On "encounter" days, Sharma says he doesn't get home until 1.00 am.

He first soaks his sometimes bloodstained clothes in a bucket of water. Then he has a bath and climbs into bed.

"Sleep is no problem. I get so tired," he says.

-- 'All encounters are stage-managed, extra-judicial killings' --

For decades, Majid Menon has been climbing down the creaking wooden steps of his office in a dilapidated building, and walking to the nearby court in his quest for justice.

In 1998, he represented the family of a peanut vendor, Javed Fawda, who was picked up by police and shot dead in an "encounter". In that case Memon got the court to rebuke the police who put a brake on the killings.

Today, Memon is seeking justice for the "mysterious disappearance or death of accused Khwaja Yunus" and thinks Sharma's partner Praful Bhosle knows what happened.

"A 27-year-old civil engineer Yunus, was picked up overnight and blamed for the Ghatkopar blasts," said Memon, referring to a 2002 explosion in a bus that killed four people and injured 32.

According to the police, Yunus, who has studied in Germany and had a job in Dubai, escaped when he was being taken for interrogation on January 6, 2003.

But co-accused Abdul Mateen says that at 1:30 am on January 6, he saw an officer beating Yunus with a belt in the Ghatkopar police station.

According to Mateen, Yunus vomited blood and was never heard of again.

On the basis of Mateen's complaint, Bhosle and three others were arrested and their trial is now going on in a dingy courtroom under whirring ceiling fans.

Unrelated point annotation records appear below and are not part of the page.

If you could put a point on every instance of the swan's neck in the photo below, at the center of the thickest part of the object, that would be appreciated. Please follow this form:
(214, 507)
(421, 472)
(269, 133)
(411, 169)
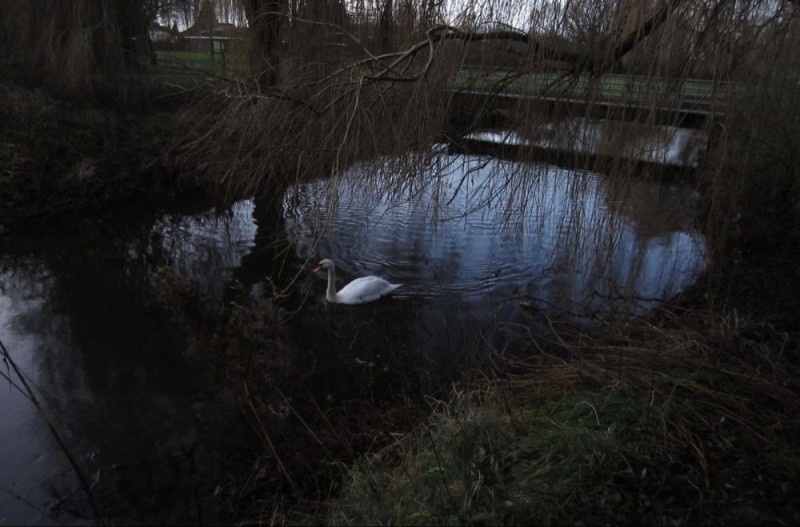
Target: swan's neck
(330, 294)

"All encounters are stage-managed and are extra-judicial killings with the artificial face of sudden encounters. They have no place in a civil society governed by the rule of law," Memon says.

Civil rights activist Yogesh Kamdar says that between 1996 and 1999, an average of 100 encounters took place every year.

"And if you see the police reports of the encounters, they are like xerox copies. They say we went to nab the criminal; asked him to surrender but he showered bullets on them from his AK-47; they fired in self-defence and he was killed," Kamdar says.

"A hail of bullets and not a single injury to anyone, not a single car windscreen smashed?" the activist asks.

For Sharma, such criticism easily washes off -- there is no evidence against him, there are no witnesses. His biggest defence is his own life on the edge.

"Do you think we are fond of killing and putting our own lives at stake?" he asks.
Posted by: john   2005-04-26 6:26:40 PM  

#2  Given the connection, and in fact cross-fertilization, recently documented between criminal gangs and al Quaeda, among others, I think the proper term should be gangster-terrorist (or, equally acceptable to me at least, terrorist-gangster).
Posted by: trailing wife   2005-04-26 1:01:21 PM  

#1  He is actually a gangster. After anti-Muslim riots in India around 1993 the Indian Underworld was split along sectarian lines, with many Muslim gangsters and Godfathers forming ties with the ISI, who used them to carry out terrorist attacks in Bombay that killed 250 people.

Later on, some Hindu gangsters were utilised by India's RAW to assasinate the Pakistanis underworld assets, and vice versa.

Dawood Ibrahim is the most famous example of a mafioso turned terrorist.